#iorestoacasa e tutto diventa routine
Il tempo passa e la consegna per tutti è #iorestoacasa. Bene. Facciamo questo sforzo così forse ce la caviamo prima. Finite le passeggiate, si pedala ascoltando musica e si cucina tra un battibecco e l'altro perché se non si mette un po' di pepe sulla carne e nella coppia che gusto c'è?

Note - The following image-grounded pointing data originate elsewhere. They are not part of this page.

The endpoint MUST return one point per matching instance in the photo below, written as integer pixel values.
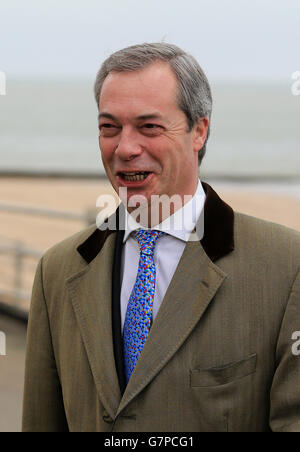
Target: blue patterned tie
(140, 304)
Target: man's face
(143, 131)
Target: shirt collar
(180, 224)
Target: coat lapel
(90, 292)
(187, 298)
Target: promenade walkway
(12, 374)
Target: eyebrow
(139, 118)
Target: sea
(50, 127)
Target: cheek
(106, 148)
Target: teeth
(135, 176)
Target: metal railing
(13, 291)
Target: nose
(128, 146)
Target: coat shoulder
(271, 239)
(64, 257)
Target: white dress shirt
(167, 253)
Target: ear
(200, 133)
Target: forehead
(153, 87)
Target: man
(146, 329)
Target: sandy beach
(80, 195)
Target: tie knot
(147, 239)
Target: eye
(108, 130)
(151, 129)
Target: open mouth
(134, 176)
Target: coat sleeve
(285, 391)
(43, 409)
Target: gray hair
(194, 93)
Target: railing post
(18, 270)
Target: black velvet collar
(218, 229)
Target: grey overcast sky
(232, 39)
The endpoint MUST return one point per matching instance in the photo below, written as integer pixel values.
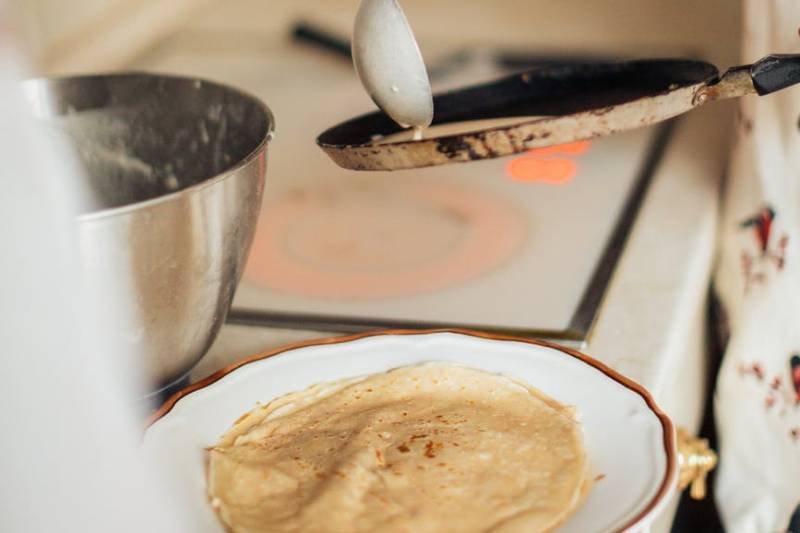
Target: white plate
(629, 440)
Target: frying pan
(561, 103)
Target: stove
(626, 223)
(525, 245)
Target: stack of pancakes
(435, 447)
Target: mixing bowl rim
(207, 182)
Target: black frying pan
(570, 102)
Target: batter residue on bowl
(435, 447)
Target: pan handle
(775, 72)
(767, 75)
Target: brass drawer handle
(695, 461)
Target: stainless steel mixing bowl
(176, 169)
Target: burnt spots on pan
(488, 144)
(455, 148)
(534, 136)
(602, 111)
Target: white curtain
(758, 279)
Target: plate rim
(667, 426)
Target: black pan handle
(775, 72)
(767, 75)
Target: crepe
(435, 447)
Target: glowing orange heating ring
(544, 165)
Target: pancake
(435, 447)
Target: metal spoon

Poi arriva la domenica, la seconda chiusi in casa, e ti senti un po’ giù. Down dicono di là dell’Oceano. Sarà anche perché la mattina inizia con un po’ di grigio e ti sembra di avere freddo. Poi dopo il secondo caffè - non so se ci sia una relazione causa- effetto - il sole si mostra e la giornata prende un’altra piega. Bene, posso lavorare in terrazzo. Ci sono i vasi ancora pieni delle erbacce del tardo autunno che hanno soffocato i gerani e se voglio che qualcosa torni a vivere è necessario ripulire, arieggiare la terra e concimare. È un lavoro che mi piace perché da sempre togliere le erbacce mi sgombra la testa. E i pensieri diventano leggeri. E il mondo ti sembra un buon posto dove stare anche se senti la preoccupazione che sale. Un paio di amici sono chiusi in quarantena perché sono stati in contatto con uno ”positivo”: niente di che, certo, ma li pensi e speri che la febbriciattola resti tale.
La settimana è passata in fretta con gli articoli da scrivere, i contatti da coltivare, le letture di aggiornamento. Per un paio di giorni ci son state anche le passeggiate sull’argine della Brenta. Giù, vicino all’acqua dove c’eravamo solo noi due - io e mio marito - uno dietro l’altro, in silenzio a godere del rumore dell’acqua, del vento, del profumo delle viole che son così tante da farmi ricordare quando molti anni fa “Violetta di Parma” era il profumo che papà portava in regalo alla mamma quando tornava da Salsomaggiore dove aveva “passato le acque” perché (pare) soffrisse di fegato. Poi ci han tolto questa possibilità e va bene: #iorestoacasa è diventato il motto di ciascuno quindi facciamo un passo indietro.
A questo punto se non voglio lavorare più di “prima del coronavirus”, meglio buttarsi sulla cyclette - comprata sei anni fa e usata forse due settimane in tutto - e sui fornelli. Cucinare mi piace, ma quando lo devo fare per due, tutti i giorni, due volte al giorno diciamo che mi piace meno. Così mi industrio e preparo zuppe di verdure che si possono riscaldare anche tre volte (non di fila), ragù per condire la pasta, imbottire le zucchine, preparare il pasticcio, cucino l’arrosto che è un pezzo grande (altrimenti non vien bene) e si può riproporre e poi tante tantissime insalate, carciofi tiepidi con le scaglie di grana, radicchi in padella, le coste lessate e (una volta a settimana) patate al forno.
Sul cibo ogni tanto la coppia vacilla. Io mangio meno e non vengo assalita dai morsi della fame mentre lui si siede davanti al piatto non appena metto una pentola sul fuoco. E mi mette ansia. Se ha già fame da star lì ad aspettare forchetta in mano prima che l’acqua bolla come faccio a far presto? Lascio all’immaginazione di chi legge il teatrino che a quel punto si imbastisce. Poi davanti al piatto pieno la pace torna a regnare. Almeno fino al momento del caffè che tocca preparare a lui e che di solito mi viene servito quando sto ancora masticando l’ultimo boccone. E la baruffa scoppia come un petardo, ma come un petardo si placa subito.
Per fare la cyclette invece mi sono sistemata un angolino riparato del terrazzo da dove guardo in giardino così mi sento sospesa sul mio mondo. Mi infilo gli auricolari e pedalando a più non posso ascolto Virgin radio che in questo periodo manda tutto il rock dei miei vent’anni. Il migliore (ovviamente).
Il momento più difficile - confesso- è quello dell’addormentarsi. È quello dei pensieri che sfarfallano, dei numeri che si visualizzano come un tabellone con l’orario dei treni: tot colpiti, tot morti, tot guariti, tot, tot, tot… Allora mi alzo, scendo in cucina, bevo un bicchiere d’acqua, controllo che tutto sia in ordine e mi rendo conto che non ho comprato il pollo.